Additionally, among patients who received INCA033989 monotherapy and had at least one postbaseline variant allele frequency measurement (n = 47), 89.4% experienced a reduction, with 10.6% achieving a best reduction of at least 25%.

Clinical Implications

The investigators concluded, “As monotherapy in patients with myelofibrosis intolerant, resistant, or ineligible for JAK inhibitor treatment, and in combination with ruxolitinib, [INCA033989] was well tolerated, with no dose-limiting toxicities and few treatment discontinuations. Promising spleen and anemia responses and symptom improvements occurred in both cohorts despite advanced disease and limited follow-up. Variant allele frequency reductions and single-cell analyses further support the potential disease modifying impact of [INCA033989].”

“These data are clear and robust,” Dr. Mascarenhas stated, “enabling a pivotal registration study in the near future.” The development of a subcutaneous formulation is ongoing, which may “make this easier for the patients,” he added. 

DISCLOSURE: Dr. Mascarenhas has received research funding from Incyte, PharmaEssentia, Geron, Ajax, Novartis, Italfarmaco SpA, Sobi, AbbVie, BMS, Kartos, Disc, and Karyopharm; and has served as a consultant (including giving expert testimony) for Incyte, Novartis, BMS, Geron, Kartos, Karyopharm, AbbVie, Sobi, MorphoSys (now Novartis), Roche, Merck, Keros, Disc, PharmaEssentia, Italfarmaco SpA, Sumitomo, GSK, Galecto, Pfizer, and Blueprint Medicines.

REFERENCES

1. Mascarenhas J, Al-Ali HK, Gupta V, et al: Safety and efficacy of the mutant calreticulin-specific monoclonal antibody INCA033989 as monotherapy or in combination with ruxolitinib in patients with myelofibrosis: Preliminary results from dose escalation of two global phase 1 studies. 2025 ASH Annual Meeting & Exposition. Abstract 484. Presented December 7, 2025.

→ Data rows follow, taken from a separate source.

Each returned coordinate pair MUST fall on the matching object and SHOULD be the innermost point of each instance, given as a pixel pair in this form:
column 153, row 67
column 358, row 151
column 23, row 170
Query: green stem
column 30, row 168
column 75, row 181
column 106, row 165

2. Gupta V, Mascarenhas J, Ali H, et al: Safety and efficacy of INCA033989, a novel first in class mutant calreticulin-specific monoclonal antibody, in patients with essential thrombocythemia. 2025 ASH Annual Meeting & Exposition. Abstract 1024. Presented December 8, 2025.

EXPERT POINT OF VIEW

Prithviraj Bose, MD, Professor in the Department of Leukemia at The University of Texas MD Anderson Cancer Center, commented on the preliminary data on myelofibrosis from the phase I INCA033989-101 and INCA033989-102 studies of the mutant calreticulin–specific monoclonal antibody INCA033989 in an interview with The ASCO Post.

“I can say, without hesitation, the results were very, very positive, and [INCA033989] was extremely well tolerated. I was very impressed with what I saw in myelofibrosis, and we saw even better results in essential thrombocythemia, which you’d expect because it’s a less genomically complex disease,” Dr. Bose said.

Dr. Bose spoke about the need to identify agents that can effectively target mutant CALR: “This is the driver mutation in 25% to 30% of patients with primary myelofibrosis and essential thrombocythemia. Currently, our treatment landscape consists of JAK inhibitors, which are not specific to this driver mutation and do not eradicate the underlying malignant clone. They make patients feel better and even live longer, shrink spleens, and some improve anemia, but they don’t really modify the underlying disease to a major degree. That’s where a drug that selectively targets the driver mutation, such as this one, clearly has appeal.”

In the study, treatment with INCA033989 also resulted in a reduction in mutant CALR variant allele frequency, and this might be a signal of early disease modification, though this remains to be seen, Dr. Bose added. He said that the addition of a disease-modifying agent to the treatment armamentarium would be a true treatment advance. 

DISCLOSURE: Dr. Bose has received research support from Incyte, BMS, CTI (now Sobi), Geron, Janssen, Ionis, Disc, Sumitomo, Karyopharm, Kartos, Telios, MorphoSys (now Novartis), Ajax, Merck, Blueprint Medicines, and Cogent; and has received honoraria/consulting fees from Incyte, BMS, Sobi, GSK, AbbVie, PharmaEssentia, Geron, Ionis, Disc, Sumitomo, Karyopharm, Novartis, Merck, Takeda, Morphic, Jubilant, RayThera, Blueprint Medicines, and Cogent.